Produkty eliminujące z rąk koronawirusa dostępne są w sklepach Rossmann i na rossmann.pl pod marką Medisept.
Przy działaniach prewencyjnych ważne jest również, by w ramach możliwości unikać dużych skupisk ludzi, czyli lotnisk, dworców czy hal koncertowych. Jeżeli zmuszeni jesteśmy do dalekich podróży np. samolotem, miejmy przy sobie poręczny środek do dezynfekcji rąk (50 ml, czyli tyle ile można wnieść ze sobą na pokład samolotu).
W przypadku, kiedy sami u siebie podejrzewamy infekcję wirusową i mamy objawy, takie jak katar, kaszel, gorączka, postarajmy się unikać bliskiego kontaktu z innymi.
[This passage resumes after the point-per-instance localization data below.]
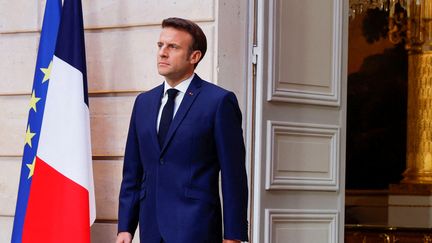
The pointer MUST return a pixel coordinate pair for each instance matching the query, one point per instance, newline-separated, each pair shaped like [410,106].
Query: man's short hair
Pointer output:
[199,40]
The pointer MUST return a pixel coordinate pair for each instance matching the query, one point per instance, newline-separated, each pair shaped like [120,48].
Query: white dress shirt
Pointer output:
[182,88]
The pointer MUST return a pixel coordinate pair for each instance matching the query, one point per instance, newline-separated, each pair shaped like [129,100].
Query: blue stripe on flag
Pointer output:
[70,44]
[45,54]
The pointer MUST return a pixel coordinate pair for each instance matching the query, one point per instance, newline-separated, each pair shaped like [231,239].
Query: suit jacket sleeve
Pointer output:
[131,183]
[231,155]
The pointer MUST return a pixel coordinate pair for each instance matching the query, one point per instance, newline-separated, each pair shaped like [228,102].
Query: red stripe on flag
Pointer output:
[58,208]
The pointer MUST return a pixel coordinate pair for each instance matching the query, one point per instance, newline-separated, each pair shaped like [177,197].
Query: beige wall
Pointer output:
[121,48]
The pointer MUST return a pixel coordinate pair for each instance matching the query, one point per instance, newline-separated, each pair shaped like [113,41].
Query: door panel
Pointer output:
[299,121]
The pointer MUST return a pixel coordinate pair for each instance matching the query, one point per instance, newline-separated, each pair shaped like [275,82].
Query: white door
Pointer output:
[298,102]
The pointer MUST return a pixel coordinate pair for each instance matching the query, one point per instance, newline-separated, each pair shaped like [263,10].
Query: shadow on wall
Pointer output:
[377,104]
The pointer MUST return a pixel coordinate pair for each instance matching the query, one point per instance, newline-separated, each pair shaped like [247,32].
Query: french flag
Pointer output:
[56,200]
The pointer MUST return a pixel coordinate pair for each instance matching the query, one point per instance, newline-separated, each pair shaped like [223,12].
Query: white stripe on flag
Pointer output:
[64,141]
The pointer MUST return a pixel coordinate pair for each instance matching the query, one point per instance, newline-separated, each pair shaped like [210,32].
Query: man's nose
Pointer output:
[162,51]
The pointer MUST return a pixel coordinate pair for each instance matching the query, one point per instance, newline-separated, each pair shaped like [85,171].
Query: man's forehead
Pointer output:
[172,34]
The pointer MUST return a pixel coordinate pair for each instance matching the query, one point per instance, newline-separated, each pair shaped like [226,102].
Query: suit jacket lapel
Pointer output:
[189,97]
[156,102]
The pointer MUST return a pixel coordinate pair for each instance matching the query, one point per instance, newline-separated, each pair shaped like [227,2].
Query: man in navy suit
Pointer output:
[181,135]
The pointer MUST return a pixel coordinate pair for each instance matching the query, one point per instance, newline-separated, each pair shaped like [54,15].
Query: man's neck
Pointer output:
[175,82]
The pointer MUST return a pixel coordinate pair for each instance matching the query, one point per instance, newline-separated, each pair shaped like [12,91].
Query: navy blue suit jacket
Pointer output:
[173,190]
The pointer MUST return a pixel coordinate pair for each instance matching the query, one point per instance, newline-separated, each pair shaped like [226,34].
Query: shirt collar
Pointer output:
[182,86]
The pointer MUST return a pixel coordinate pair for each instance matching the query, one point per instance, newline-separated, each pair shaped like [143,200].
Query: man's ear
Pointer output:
[195,56]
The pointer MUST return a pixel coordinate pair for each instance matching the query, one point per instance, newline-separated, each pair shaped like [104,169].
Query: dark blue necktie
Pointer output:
[167,115]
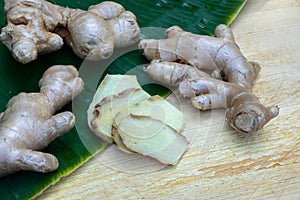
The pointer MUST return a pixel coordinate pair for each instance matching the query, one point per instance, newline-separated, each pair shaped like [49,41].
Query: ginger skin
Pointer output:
[223,57]
[28,124]
[37,27]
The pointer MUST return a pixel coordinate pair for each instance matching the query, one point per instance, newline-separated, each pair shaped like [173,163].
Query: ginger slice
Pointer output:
[151,137]
[105,111]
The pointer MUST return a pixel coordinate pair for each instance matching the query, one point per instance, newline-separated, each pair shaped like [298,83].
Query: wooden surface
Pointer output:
[222,164]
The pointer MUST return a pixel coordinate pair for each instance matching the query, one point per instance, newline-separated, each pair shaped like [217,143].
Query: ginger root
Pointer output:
[37,27]
[28,124]
[180,60]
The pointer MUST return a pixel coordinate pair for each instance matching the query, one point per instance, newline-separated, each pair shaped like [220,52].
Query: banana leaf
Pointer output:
[198,16]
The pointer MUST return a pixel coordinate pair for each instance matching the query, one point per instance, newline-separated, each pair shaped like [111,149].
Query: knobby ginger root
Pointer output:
[37,26]
[219,54]
[179,59]
[28,124]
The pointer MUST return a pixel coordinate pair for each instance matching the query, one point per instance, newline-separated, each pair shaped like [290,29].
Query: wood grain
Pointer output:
[220,163]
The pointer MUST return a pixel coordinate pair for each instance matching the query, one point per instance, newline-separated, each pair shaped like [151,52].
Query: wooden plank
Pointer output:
[222,164]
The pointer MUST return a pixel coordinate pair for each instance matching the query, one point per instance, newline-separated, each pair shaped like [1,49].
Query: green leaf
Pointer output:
[79,145]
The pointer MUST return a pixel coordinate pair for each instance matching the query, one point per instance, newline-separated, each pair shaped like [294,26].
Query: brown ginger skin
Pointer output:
[38,26]
[221,55]
[28,124]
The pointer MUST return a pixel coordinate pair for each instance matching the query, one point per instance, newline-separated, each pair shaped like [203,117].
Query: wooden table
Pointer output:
[223,164]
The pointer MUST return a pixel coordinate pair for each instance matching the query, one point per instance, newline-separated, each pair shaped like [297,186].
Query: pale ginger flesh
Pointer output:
[180,61]
[38,26]
[29,122]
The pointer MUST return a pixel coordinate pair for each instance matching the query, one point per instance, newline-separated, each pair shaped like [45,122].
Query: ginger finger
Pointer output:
[38,26]
[244,111]
[220,55]
[29,124]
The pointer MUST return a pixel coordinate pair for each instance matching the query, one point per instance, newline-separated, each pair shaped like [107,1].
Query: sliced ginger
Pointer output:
[180,61]
[28,124]
[109,119]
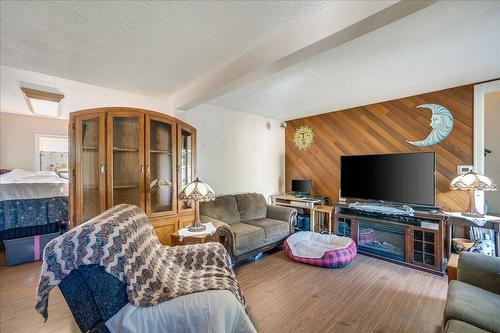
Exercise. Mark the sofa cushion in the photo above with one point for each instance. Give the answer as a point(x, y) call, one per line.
point(272, 228)
point(251, 206)
point(247, 237)
point(223, 208)
point(473, 305)
point(457, 326)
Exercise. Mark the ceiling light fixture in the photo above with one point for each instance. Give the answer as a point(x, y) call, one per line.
point(43, 103)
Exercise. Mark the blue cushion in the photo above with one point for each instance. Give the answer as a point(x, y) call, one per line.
point(93, 296)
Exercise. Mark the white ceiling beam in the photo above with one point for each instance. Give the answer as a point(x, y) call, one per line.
point(328, 28)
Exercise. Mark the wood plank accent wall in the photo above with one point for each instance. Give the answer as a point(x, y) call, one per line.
point(384, 128)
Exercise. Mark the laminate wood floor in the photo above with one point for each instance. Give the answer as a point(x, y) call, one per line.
point(370, 295)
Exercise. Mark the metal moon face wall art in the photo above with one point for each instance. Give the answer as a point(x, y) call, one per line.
point(441, 123)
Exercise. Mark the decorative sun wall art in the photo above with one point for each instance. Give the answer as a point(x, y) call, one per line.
point(303, 137)
point(441, 123)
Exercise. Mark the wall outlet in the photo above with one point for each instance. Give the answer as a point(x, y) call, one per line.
point(463, 169)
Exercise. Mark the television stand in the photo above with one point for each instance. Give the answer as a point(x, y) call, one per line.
point(415, 240)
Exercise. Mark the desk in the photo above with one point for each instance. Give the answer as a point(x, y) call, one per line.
point(289, 200)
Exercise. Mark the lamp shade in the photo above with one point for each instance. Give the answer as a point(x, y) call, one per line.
point(197, 191)
point(472, 181)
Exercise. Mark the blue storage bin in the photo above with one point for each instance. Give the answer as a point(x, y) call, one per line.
point(21, 250)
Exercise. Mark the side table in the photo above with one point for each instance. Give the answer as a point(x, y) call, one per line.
point(197, 239)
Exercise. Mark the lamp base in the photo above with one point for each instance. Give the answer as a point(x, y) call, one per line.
point(197, 226)
point(472, 210)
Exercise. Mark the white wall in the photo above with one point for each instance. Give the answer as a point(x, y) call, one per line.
point(17, 138)
point(238, 152)
point(492, 142)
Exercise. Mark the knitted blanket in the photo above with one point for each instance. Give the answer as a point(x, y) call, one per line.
point(123, 241)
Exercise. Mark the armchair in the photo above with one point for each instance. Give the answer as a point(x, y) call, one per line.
point(473, 301)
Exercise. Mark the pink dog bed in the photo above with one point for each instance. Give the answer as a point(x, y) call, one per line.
point(320, 250)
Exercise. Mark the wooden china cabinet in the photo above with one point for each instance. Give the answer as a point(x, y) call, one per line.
point(135, 156)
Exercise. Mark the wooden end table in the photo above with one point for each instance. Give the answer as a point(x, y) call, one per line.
point(198, 239)
point(452, 267)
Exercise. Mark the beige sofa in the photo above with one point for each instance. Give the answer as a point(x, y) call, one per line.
point(473, 303)
point(247, 224)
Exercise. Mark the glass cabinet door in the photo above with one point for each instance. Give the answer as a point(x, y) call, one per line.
point(125, 158)
point(90, 167)
point(160, 166)
point(187, 161)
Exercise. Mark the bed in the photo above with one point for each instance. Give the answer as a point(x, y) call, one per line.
point(32, 203)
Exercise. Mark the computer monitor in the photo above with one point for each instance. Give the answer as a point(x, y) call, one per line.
point(301, 186)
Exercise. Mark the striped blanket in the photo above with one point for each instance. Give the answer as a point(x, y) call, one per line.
point(123, 241)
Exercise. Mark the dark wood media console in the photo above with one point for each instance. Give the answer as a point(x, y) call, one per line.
point(416, 241)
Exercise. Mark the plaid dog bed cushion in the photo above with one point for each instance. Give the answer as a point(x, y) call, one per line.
point(336, 251)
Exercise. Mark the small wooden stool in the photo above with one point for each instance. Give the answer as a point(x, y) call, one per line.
point(326, 210)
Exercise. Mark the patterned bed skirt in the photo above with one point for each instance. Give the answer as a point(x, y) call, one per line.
point(32, 212)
Nie bagatelizujmy tych symptomów i skonsultujmy się z lekarzem, jednak, kiedy podejrzewamy u siebie koronawirusa, Ministerstwo Zdrowia zaleca, by nie iść prosto do lekarza, tylko wykonać telefon do swojej przychodni lub Wojewódzkiej Stacji Sanitarno-Epidemiologicznej, która poinstruuje o następnych krokach. Ma to przeciwdziałać rozprzestrzenianiu się tego wirusa.
W obliczu epidemii wiele zależy od nas, a higiena to jeden z najprostszych sposobów, by zmniejszyć ryzyko zakażenia. Zapobiega ona przedostaniu się wirusa z rąk do organizmu poprzez usta, nos czy oczy.